After breakfast Grandpa and I pulled Gramma's clothes from the closet and under the bed and bagged them for the Salvation Army. It went surprisingly smoothly, no fights and little crankiness, which must be some sort of record with Grandpa and me. I wondered if he'd think to look under the mattress and discern that I'd filched the pictures, but he never did.

Once, after a bathroom break, I re-entered the bedroom to find him holding a dress up to himself, like he was hugging it. His eyes were bright.

“She wore this.” It was old, a pink gown with dim silver sequins and beads, in that flowy material that always made me think of ballerinas. “Do you want it?” I stepped into the room, reached out and caressed the fabric. It caught on the roughened skin of my fingers. The smell of mothballs filled my nostrils, an old musty scent and a hint of some perfume. There was no chance in hell it'd fit me; I was at least five inches taller than Gramma, and twice as skinny.

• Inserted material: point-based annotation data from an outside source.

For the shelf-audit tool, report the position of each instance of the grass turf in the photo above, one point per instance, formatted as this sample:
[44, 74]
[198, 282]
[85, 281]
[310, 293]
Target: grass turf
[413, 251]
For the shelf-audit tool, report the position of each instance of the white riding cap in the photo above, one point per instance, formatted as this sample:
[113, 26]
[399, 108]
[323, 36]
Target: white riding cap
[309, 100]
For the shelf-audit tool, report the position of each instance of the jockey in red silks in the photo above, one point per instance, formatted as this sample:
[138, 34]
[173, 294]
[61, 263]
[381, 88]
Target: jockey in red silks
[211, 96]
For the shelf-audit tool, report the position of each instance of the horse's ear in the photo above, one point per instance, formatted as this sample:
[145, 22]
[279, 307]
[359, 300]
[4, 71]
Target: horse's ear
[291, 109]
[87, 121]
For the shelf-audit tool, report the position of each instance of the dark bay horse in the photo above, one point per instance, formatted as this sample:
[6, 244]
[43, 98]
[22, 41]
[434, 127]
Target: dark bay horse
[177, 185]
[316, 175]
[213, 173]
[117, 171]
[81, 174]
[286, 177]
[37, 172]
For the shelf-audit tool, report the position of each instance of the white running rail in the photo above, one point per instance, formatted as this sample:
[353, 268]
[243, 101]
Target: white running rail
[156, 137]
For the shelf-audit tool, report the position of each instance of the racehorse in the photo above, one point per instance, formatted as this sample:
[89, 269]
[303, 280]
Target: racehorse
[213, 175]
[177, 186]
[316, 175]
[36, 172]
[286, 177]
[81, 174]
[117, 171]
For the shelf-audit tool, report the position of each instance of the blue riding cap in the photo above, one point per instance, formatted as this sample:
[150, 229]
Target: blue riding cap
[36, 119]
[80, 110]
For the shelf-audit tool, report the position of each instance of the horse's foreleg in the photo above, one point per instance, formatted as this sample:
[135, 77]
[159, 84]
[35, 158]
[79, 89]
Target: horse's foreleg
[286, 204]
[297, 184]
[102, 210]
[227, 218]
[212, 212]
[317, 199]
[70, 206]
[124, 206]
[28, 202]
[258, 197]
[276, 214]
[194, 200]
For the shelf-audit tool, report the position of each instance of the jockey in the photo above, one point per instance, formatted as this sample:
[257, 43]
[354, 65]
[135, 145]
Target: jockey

“Sure,” I said. “I'd love it.”

The closet looked empty when we'd done. I swept it out, and spaced Grandpa's suit, his trousers and shirts, along the rail, and there was nothing else I could do. Gramma's wedding dress, covered in clinging drycleaning plastic, hung at one end. Both of us, for no really good reason, felt unable to pack her wedding dress off to a thrift-shop.

After we'd done with the clothes, the two of us slumped exhausted in the kitchen. I was vacillating between a kettle for tea or a beer when Grandpa said, “Well. Guess we'd better sort through her papers.”